After listening to Monday’s opening statement by prosecutors, I still think the Manhattan D.A. has made a historic mistake. Their vague allegation about “a criminal scheme to corrupt the 2016 presidential election” has me more concerned than ever about their unprecedented use of state law and their persistent avoidance of specifying an election crime or a valid theory of fraud.

To recap: Mr. Trump is accused in the case of falsifying business records. Those are misdemeanor charges. To elevate it to a criminal case, Mr. Bragg and his team have pointed to potential violations of federal election law and state tax fraud. They also cite state election law, but state statutory definitions of “public office” seem to limit those statutes to state and local races.

Both the misdemeanor and felony charges require that the defendant made the false record with “intent to defraud.” A year ago, I wondered how entirely internal business records (the daily ledger, pay stubs and invoices) could be the basis of any fraud if they are not shared with anyone outside the business.
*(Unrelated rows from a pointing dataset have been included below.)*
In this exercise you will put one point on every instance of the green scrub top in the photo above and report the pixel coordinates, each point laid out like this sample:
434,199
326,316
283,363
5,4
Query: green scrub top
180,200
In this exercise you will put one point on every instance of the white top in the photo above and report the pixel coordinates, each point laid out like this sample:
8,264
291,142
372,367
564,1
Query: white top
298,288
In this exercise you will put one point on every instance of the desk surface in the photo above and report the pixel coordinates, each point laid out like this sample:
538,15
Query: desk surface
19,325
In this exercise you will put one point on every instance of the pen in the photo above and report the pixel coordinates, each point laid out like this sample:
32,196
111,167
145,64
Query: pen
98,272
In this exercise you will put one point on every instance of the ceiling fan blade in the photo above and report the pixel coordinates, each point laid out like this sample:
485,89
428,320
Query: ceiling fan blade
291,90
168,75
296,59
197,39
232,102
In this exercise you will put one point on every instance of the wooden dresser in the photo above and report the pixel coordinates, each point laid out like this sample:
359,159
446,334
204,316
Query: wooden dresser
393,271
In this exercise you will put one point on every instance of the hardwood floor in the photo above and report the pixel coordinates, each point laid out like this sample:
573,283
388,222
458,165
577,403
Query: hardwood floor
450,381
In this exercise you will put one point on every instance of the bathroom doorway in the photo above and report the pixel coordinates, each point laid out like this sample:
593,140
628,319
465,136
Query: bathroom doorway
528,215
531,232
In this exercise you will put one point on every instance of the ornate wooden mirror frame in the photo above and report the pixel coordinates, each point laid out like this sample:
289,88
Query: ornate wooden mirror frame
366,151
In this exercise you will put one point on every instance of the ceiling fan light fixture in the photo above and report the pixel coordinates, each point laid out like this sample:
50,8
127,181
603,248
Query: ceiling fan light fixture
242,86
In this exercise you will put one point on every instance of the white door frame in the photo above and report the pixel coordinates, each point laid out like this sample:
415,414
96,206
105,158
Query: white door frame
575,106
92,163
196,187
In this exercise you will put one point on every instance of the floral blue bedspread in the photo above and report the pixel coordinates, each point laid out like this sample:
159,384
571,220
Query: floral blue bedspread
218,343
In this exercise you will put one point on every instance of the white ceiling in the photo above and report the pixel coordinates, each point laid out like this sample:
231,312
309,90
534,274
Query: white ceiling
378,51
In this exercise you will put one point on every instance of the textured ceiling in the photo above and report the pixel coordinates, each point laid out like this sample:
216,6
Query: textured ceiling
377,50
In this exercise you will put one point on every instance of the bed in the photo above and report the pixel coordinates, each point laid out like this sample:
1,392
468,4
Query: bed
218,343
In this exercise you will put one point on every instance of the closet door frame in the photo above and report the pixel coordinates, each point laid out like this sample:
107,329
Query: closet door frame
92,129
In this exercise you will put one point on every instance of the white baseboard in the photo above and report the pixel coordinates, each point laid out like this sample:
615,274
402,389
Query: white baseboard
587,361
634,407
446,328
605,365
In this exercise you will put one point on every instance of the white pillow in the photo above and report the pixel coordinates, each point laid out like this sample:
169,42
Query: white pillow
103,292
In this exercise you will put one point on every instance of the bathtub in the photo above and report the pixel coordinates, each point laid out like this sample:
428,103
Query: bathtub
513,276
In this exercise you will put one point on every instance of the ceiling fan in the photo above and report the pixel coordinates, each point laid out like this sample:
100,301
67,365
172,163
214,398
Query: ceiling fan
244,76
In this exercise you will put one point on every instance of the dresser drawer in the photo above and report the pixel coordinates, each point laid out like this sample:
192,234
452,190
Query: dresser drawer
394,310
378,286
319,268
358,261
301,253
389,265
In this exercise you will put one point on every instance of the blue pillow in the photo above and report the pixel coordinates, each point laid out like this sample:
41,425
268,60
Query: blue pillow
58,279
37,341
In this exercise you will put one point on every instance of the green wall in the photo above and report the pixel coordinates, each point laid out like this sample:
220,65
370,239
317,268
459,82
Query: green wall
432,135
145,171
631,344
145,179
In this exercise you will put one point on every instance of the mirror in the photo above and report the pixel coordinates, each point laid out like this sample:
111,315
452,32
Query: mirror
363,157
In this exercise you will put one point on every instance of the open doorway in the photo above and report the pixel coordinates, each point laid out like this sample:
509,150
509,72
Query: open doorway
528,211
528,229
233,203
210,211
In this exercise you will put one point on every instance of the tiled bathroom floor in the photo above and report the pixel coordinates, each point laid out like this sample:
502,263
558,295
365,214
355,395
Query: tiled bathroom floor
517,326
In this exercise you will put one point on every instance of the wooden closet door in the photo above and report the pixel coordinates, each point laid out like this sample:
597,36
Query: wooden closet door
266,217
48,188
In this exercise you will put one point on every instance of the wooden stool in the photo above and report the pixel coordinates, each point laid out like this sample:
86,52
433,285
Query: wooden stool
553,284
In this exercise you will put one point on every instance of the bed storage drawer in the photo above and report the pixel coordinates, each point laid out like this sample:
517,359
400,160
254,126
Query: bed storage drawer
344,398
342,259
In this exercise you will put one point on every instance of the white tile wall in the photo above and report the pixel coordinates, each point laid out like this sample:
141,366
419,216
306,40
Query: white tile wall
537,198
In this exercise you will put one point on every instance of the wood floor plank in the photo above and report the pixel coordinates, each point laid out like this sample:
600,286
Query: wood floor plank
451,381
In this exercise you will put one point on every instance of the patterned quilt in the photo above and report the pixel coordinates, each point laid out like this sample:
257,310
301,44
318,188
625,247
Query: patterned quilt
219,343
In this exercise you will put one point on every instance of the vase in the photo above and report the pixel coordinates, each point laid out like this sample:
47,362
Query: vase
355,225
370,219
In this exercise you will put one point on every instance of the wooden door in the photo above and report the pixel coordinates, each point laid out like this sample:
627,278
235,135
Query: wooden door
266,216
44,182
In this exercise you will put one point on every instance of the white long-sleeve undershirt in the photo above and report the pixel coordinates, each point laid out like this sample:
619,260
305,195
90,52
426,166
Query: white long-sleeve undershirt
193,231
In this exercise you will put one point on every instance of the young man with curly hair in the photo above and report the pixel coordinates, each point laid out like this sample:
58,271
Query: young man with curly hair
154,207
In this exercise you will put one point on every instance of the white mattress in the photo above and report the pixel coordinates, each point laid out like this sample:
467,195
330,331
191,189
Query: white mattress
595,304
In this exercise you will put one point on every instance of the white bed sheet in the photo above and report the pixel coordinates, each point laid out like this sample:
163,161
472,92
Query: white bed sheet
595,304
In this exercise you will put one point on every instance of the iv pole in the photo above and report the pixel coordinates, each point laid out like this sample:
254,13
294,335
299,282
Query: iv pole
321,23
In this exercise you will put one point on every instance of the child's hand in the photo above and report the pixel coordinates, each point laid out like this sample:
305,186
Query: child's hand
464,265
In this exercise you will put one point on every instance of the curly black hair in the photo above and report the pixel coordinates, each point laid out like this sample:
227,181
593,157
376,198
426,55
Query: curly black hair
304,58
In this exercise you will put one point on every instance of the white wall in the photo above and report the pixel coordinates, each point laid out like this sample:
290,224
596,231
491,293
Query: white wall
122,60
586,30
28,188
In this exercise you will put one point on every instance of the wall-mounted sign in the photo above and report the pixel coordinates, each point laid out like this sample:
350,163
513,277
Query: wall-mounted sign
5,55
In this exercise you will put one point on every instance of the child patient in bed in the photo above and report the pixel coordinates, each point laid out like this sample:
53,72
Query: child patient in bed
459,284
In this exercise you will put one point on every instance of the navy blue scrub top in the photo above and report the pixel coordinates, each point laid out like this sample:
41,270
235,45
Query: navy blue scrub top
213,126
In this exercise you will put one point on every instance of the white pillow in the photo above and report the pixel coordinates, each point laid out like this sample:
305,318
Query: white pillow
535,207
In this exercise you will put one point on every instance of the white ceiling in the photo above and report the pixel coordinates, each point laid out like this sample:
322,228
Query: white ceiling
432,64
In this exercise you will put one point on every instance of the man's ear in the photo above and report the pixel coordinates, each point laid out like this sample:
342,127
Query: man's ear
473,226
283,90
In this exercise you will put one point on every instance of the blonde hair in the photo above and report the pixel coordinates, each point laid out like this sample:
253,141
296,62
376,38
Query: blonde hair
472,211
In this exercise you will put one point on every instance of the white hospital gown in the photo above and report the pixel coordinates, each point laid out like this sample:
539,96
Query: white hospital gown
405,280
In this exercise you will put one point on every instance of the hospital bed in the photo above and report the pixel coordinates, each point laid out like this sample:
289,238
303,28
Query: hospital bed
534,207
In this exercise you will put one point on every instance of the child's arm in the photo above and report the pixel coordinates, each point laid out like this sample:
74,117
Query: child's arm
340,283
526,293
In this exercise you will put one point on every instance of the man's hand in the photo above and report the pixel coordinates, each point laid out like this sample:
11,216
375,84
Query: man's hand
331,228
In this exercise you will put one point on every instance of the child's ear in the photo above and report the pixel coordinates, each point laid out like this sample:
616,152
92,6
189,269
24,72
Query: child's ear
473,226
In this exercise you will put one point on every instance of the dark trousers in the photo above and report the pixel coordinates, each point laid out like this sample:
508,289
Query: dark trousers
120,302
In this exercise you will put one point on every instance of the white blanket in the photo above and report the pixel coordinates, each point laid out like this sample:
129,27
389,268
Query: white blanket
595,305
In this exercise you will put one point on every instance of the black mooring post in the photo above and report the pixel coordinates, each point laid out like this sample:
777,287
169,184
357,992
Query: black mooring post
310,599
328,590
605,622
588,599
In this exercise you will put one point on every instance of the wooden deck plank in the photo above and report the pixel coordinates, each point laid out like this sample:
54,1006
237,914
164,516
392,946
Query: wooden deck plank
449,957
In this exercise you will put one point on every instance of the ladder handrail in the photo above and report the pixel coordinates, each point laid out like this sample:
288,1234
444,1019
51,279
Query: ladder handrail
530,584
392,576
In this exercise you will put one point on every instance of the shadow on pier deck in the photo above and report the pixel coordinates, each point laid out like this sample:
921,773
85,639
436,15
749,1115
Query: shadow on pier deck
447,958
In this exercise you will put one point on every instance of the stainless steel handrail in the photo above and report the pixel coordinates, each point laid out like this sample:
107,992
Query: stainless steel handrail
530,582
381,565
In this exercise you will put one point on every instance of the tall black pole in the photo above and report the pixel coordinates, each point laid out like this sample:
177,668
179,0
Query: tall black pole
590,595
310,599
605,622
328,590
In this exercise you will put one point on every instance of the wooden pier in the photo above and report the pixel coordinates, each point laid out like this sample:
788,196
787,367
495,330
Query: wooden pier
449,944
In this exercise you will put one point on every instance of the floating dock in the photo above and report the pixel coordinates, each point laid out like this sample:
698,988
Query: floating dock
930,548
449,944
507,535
I suggested that the real fraud was Mr. Trump’s filing an (allegedly) false report to the Federal Election Commission, and only federal prosecutors had jurisdiction over that filing.

A recent conversation with Jeffrey Cohen, a friend, Boston College law professor and former prosecutor, made me think that the case could turn out to be more legitimate than I had originally thought. The reason has to do with those allegedly falsified business records: Most of them were entered in early 2017, generally before Mr. Trump filed his Federal Election Commission report that summer. Mr. Trump may have foreseen an investigation into his campaign, leading to its financial records. Mr. Trump may have falsely recorded these internal records before the F.E.C. filing as consciously part of the same fraud: to create a consistent paper trail and to hide intent to violate federal election laws, or defraud the F.E.C.

In short: It’s not the crime; it’s the cover-up.

Looking at the case in this way might address concerns about state jurisdiction. In this scenario, Mr. Trump arguably intended to deceive state investigators, too. State investigators could find these inconsistencies and alert federal agencies. Prosecutors could argue that New York State agencies have an interest in detecting conspiracies to defraud federal entities; they might also have a plausible answer to significant questions about whether New York State has jurisdiction or whether this stretch of a state business filing law is pre-empted by federal law.